En la tomografía por emisión de positrones (PET) se usa un material radiactivo llamado marcador para resaltar áreas de interés y ayudar a determinar si el cáncer se puede extirpar quirúrgicamente.

Opciones de tratamiento para el cáncer de páncreas

Un procedimiento de Whipple, o duodenoctomía pancreática, es un procedimiento quirúrgico que se realiza para tratar el cáncer de páncreas y otros trastornos del páncreas, intestinos y conductos biliares como pancreatitis y cáncer del conducto biliar. Es el tipo de cirugía más común para eliminar el cáncer que se encuentra en la cabeza del páncreas. El objetivo del procedimiento es eliminar el tumor y de esa forma prevenir que se haga más grande o que se propague a otros órganos.

Por lo general, la operación se realiza con una incisión grande hacia abajo en el medio del abdomen, pero también se puede llevar a cabo por laparoscopía, realizando incisiones más pequeñas y usando instrumentos especiales, incluso una cámara. Una vez en el interior, el cirujano extirpa la cabeza del páncreas. También se puede extraer el cuerpo del páncreas, así como también otros órganos cercanos, como parte del intestino delgado, parte del conducto biliar, la vesícula biliar, los ganglios linfáticos y parte del estómago. Luego, el cirujano conecta la porción del conducto biliar y del páncreas al intestino delgado, para que la bilis y la encimas digestivas todavía puedan pasar al intestino delgado. Para asegurar que la comida pueda pasar por el tracto digestivo, se reconectan los extremos del intestino delgado.

Un procedimiento de Whipple es una operación muy compleja y demandante que tiene un riesgo relativamente alto de complicaciones que amenazan la vida. Para obtener el mejor resultado, el procedimiento debe ser realizado por cirujanos altamente especializados y experimentados.

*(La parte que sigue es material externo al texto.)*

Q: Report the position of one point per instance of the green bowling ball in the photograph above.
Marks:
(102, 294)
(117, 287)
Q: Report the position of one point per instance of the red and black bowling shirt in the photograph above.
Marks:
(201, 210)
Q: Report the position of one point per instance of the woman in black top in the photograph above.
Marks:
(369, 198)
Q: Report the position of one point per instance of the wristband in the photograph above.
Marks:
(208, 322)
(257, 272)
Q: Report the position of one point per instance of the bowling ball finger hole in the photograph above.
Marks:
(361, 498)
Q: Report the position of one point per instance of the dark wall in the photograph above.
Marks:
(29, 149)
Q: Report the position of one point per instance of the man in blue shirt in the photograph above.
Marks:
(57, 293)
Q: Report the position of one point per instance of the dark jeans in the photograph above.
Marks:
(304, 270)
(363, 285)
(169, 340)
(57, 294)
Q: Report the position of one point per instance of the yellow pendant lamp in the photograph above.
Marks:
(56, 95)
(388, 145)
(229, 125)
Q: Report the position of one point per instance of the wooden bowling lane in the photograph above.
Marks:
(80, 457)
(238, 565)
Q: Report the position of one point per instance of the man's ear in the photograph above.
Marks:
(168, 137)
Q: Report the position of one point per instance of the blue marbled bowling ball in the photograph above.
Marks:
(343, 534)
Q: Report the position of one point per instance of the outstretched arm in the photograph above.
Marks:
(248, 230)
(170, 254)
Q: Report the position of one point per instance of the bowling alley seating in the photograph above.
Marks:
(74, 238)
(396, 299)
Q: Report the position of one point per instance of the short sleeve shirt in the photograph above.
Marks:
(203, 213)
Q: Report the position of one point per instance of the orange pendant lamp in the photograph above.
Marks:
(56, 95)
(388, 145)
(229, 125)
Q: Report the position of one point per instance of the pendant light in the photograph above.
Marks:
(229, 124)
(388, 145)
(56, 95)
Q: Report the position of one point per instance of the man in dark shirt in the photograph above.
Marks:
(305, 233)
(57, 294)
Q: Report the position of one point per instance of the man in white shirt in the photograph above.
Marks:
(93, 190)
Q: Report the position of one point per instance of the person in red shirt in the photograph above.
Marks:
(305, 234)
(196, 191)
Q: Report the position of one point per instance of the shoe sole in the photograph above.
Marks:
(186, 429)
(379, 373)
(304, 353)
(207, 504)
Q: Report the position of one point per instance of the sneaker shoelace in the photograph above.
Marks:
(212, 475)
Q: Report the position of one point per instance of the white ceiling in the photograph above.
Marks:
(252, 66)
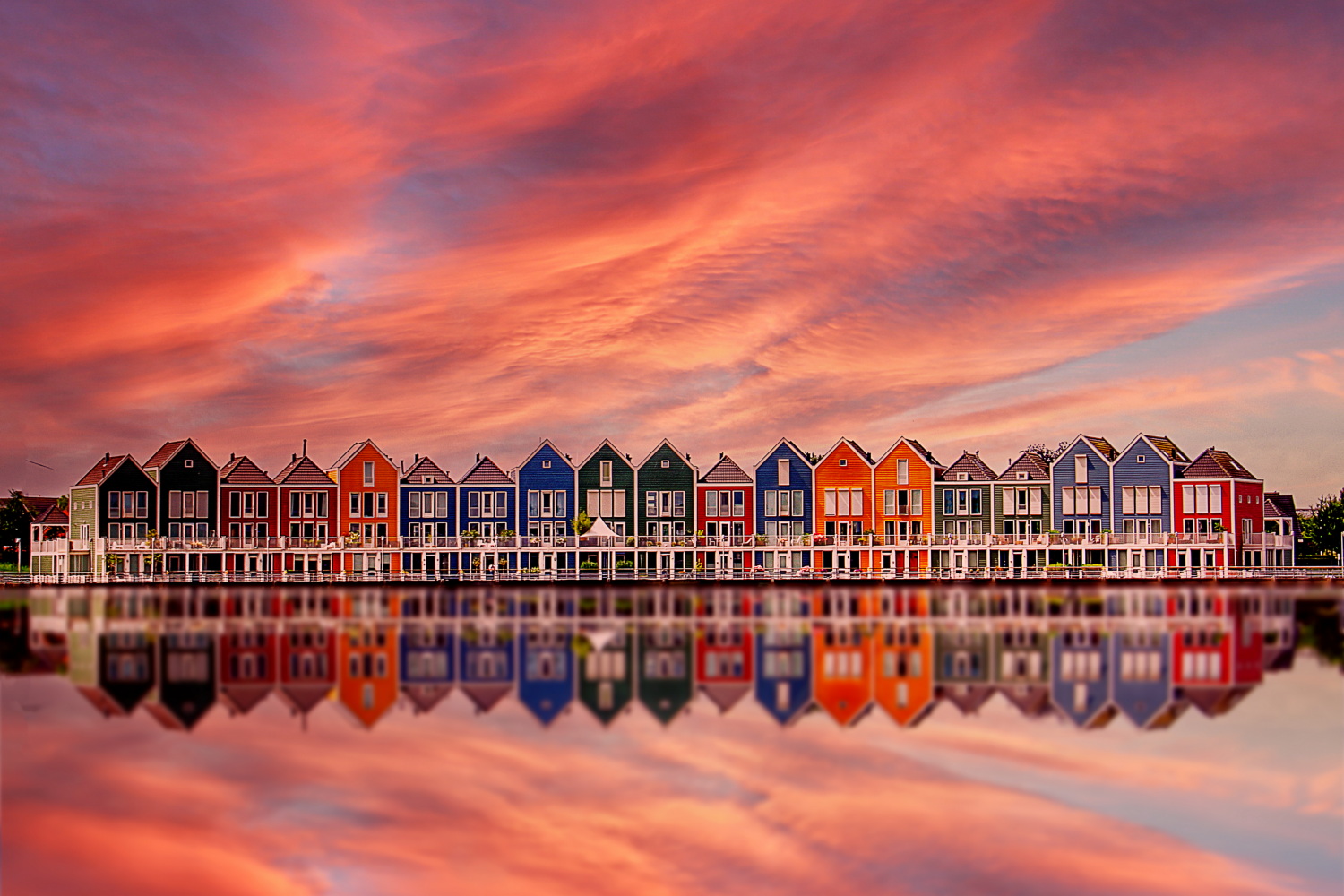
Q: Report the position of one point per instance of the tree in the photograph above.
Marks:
(1322, 524)
(15, 521)
(582, 522)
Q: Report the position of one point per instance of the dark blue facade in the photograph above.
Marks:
(1142, 676)
(547, 500)
(1097, 476)
(1080, 677)
(547, 676)
(1155, 469)
(784, 672)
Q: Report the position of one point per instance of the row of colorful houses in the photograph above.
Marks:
(1144, 506)
(846, 654)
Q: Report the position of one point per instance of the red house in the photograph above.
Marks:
(306, 508)
(1217, 495)
(725, 500)
(249, 509)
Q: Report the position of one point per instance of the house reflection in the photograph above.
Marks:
(1080, 656)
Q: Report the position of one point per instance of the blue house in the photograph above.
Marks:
(1142, 677)
(487, 501)
(1081, 497)
(1080, 677)
(487, 664)
(784, 670)
(426, 659)
(547, 501)
(546, 662)
(1142, 484)
(784, 498)
(427, 517)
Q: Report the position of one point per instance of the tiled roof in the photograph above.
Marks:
(1217, 465)
(1102, 446)
(1031, 463)
(424, 468)
(301, 470)
(355, 449)
(972, 466)
(163, 454)
(241, 470)
(1167, 447)
(487, 473)
(922, 452)
(102, 469)
(51, 514)
(1279, 505)
(726, 470)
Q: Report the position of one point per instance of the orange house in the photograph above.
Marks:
(843, 667)
(366, 657)
(903, 505)
(367, 490)
(903, 672)
(843, 506)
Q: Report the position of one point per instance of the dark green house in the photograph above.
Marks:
(607, 673)
(666, 482)
(607, 490)
(666, 669)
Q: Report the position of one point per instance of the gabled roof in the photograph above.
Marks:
(1279, 505)
(241, 470)
(658, 447)
(487, 471)
(925, 454)
(728, 471)
(972, 466)
(104, 468)
(607, 444)
(301, 470)
(355, 449)
(854, 446)
(1217, 465)
(51, 514)
(424, 468)
(1027, 462)
(803, 455)
(548, 444)
(169, 449)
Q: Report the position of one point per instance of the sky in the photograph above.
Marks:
(1249, 802)
(460, 228)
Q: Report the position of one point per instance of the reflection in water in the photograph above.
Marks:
(1148, 653)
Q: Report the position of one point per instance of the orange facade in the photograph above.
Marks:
(367, 498)
(367, 664)
(903, 501)
(843, 664)
(843, 504)
(903, 670)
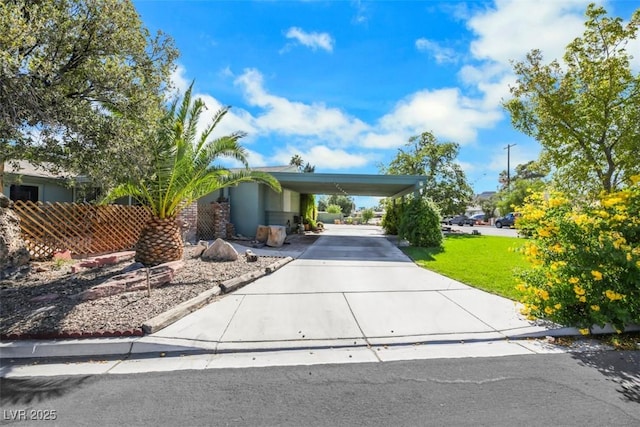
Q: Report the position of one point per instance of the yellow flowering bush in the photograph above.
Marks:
(585, 260)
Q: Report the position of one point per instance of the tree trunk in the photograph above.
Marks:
(160, 241)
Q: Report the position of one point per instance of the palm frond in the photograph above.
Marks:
(184, 161)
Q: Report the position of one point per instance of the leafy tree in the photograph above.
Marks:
(183, 171)
(297, 161)
(585, 112)
(367, 215)
(80, 80)
(446, 183)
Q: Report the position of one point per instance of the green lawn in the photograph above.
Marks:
(483, 262)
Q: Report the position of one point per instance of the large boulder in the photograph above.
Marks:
(277, 234)
(13, 251)
(220, 251)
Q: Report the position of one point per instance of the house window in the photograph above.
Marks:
(23, 192)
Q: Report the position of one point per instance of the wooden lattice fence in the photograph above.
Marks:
(80, 228)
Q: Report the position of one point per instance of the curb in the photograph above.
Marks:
(176, 313)
(238, 282)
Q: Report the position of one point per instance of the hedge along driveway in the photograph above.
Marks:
(484, 262)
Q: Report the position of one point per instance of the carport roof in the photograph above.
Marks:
(350, 184)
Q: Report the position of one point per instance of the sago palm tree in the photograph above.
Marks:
(182, 172)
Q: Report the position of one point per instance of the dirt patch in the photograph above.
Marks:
(40, 303)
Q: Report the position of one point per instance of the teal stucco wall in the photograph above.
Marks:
(247, 208)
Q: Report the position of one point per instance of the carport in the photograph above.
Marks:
(254, 204)
(392, 186)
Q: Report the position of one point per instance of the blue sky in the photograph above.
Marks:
(344, 84)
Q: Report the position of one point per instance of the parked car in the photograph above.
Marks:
(459, 220)
(509, 220)
(477, 218)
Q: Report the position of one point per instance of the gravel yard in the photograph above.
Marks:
(39, 303)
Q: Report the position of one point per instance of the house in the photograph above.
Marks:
(25, 181)
(244, 206)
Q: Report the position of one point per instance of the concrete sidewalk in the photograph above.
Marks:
(351, 288)
(352, 296)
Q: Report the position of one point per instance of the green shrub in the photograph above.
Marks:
(420, 223)
(585, 260)
(367, 215)
(334, 209)
(391, 217)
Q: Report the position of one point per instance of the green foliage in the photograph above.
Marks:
(391, 217)
(367, 215)
(446, 183)
(345, 203)
(585, 260)
(420, 223)
(297, 161)
(183, 169)
(584, 112)
(308, 208)
(80, 82)
(484, 262)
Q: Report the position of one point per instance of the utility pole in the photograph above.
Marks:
(508, 148)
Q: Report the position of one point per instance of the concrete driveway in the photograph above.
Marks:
(352, 287)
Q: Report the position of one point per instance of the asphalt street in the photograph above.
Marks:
(600, 388)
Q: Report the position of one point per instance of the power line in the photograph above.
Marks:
(508, 148)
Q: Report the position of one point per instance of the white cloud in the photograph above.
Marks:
(518, 154)
(362, 14)
(440, 53)
(179, 81)
(445, 112)
(384, 140)
(286, 117)
(511, 29)
(324, 157)
(312, 40)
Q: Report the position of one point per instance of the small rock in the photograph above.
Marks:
(220, 251)
(251, 257)
(64, 255)
(43, 298)
(133, 267)
(277, 234)
(262, 234)
(199, 249)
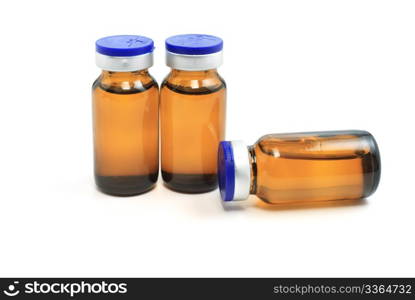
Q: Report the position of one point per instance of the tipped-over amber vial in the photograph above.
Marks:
(125, 111)
(300, 167)
(192, 113)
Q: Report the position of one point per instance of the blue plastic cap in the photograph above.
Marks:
(226, 171)
(194, 44)
(124, 45)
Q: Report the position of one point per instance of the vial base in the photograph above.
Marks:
(126, 185)
(190, 183)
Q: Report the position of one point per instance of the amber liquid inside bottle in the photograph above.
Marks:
(307, 167)
(192, 119)
(125, 108)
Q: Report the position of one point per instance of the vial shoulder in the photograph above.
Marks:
(125, 83)
(201, 82)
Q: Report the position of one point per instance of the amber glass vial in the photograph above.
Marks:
(192, 113)
(301, 167)
(125, 116)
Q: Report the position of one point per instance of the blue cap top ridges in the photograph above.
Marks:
(226, 171)
(194, 44)
(124, 45)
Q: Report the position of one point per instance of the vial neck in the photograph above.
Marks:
(253, 167)
(194, 74)
(123, 76)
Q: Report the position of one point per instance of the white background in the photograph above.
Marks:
(289, 65)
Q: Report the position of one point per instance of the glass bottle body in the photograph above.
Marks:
(192, 119)
(316, 166)
(125, 119)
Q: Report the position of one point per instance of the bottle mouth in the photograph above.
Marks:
(233, 171)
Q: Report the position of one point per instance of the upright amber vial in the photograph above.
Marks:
(125, 110)
(301, 167)
(192, 113)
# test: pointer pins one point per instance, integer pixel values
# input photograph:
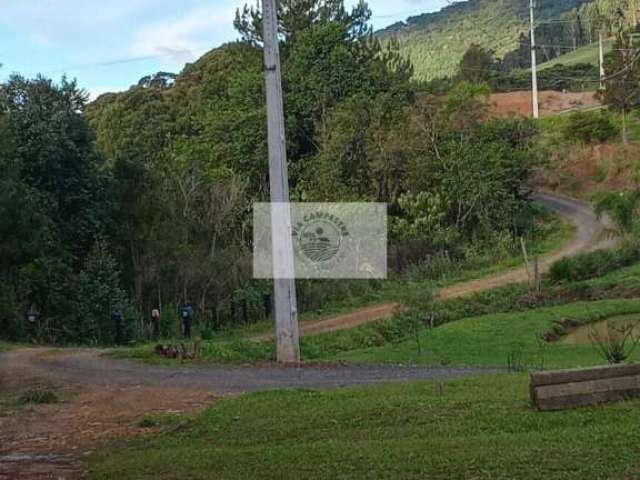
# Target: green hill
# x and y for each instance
(435, 42)
(587, 54)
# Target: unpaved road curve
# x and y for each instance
(107, 398)
(590, 235)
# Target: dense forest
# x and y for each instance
(436, 42)
(143, 199)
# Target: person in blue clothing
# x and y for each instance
(186, 314)
(118, 320)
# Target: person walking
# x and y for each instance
(155, 323)
(187, 314)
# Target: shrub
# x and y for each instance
(593, 264)
(38, 396)
(590, 127)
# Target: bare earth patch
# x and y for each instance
(48, 441)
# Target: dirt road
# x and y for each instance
(105, 399)
(590, 235)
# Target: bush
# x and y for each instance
(38, 396)
(590, 127)
(593, 264)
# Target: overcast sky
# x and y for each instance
(107, 44)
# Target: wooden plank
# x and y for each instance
(581, 375)
(588, 387)
(585, 400)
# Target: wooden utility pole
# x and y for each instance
(534, 63)
(286, 312)
(601, 58)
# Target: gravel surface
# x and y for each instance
(87, 367)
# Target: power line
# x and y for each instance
(122, 61)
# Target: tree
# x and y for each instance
(299, 16)
(98, 296)
(622, 86)
(53, 200)
(477, 65)
(623, 208)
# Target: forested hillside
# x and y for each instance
(436, 42)
(143, 198)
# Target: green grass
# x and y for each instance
(393, 339)
(234, 346)
(587, 54)
(490, 340)
(479, 428)
(38, 396)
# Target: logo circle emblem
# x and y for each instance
(320, 240)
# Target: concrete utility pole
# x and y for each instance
(534, 63)
(286, 311)
(601, 57)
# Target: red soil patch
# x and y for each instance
(551, 102)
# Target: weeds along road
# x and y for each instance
(105, 398)
(590, 235)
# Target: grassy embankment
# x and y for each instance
(480, 330)
(234, 346)
(587, 54)
(480, 428)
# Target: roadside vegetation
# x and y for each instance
(478, 428)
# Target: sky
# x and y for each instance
(108, 45)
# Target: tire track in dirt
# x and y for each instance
(590, 235)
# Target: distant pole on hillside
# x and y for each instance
(534, 63)
(286, 312)
(601, 58)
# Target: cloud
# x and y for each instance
(184, 38)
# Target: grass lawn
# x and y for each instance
(233, 345)
(480, 428)
(490, 340)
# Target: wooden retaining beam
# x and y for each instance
(563, 389)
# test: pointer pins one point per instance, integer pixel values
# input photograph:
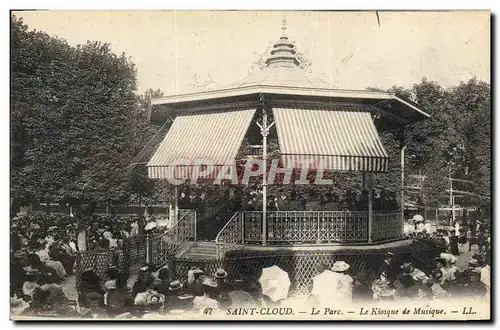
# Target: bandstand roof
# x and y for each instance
(334, 126)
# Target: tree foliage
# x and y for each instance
(455, 140)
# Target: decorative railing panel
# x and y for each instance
(230, 235)
(387, 226)
(163, 246)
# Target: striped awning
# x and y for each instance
(343, 139)
(213, 136)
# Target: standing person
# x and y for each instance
(200, 303)
(469, 238)
(223, 289)
(388, 267)
(144, 281)
(178, 301)
(118, 299)
(344, 284)
(462, 240)
(454, 245)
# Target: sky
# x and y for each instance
(174, 50)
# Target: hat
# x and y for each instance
(208, 281)
(175, 285)
(221, 273)
(340, 266)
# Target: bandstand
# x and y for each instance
(314, 124)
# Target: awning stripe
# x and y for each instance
(214, 136)
(344, 139)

A pesar de los riesgos, el procedimiento por lo general salva vidas y es la única cura conocida para la mayor parte de los tumores y cánceres pancreáticos.

También puede hacerse una cirugía para liberar las obstrucciones en el conducto biliar y el duodeno sin extirpar los tumores. Se puede colocar un bypass o stent, un tubo de plástico o metal, para mantener las vías bien abiertas.

La radioterapia mata a las células cancerosas con rayos X intensos dirigidos específicamente al crecimiento canceroso. La radiación se puede emitir desde fuera del cuerpo del paciente o se pueden colocar materiales radioactivos en el interior del área a tratar. Los efectos secundarios de la radioterapia incluyen pérdida de apetito, fatiga, náuseas, vómitos y problemas con la digestión.

La quimioterapia implica tomar medicamentos que matan a las células de rápido crecimiento, por lo que pueden destruir las células no cancerosas también. Los efectos secundarios varían según el tipo de medicamento pero, por lo general, se espera pérdida de cabello, náuseas, vómitos, diarrea, pérdida del apetito, llagas en la boca y los labios y una menor resistencia a la infección.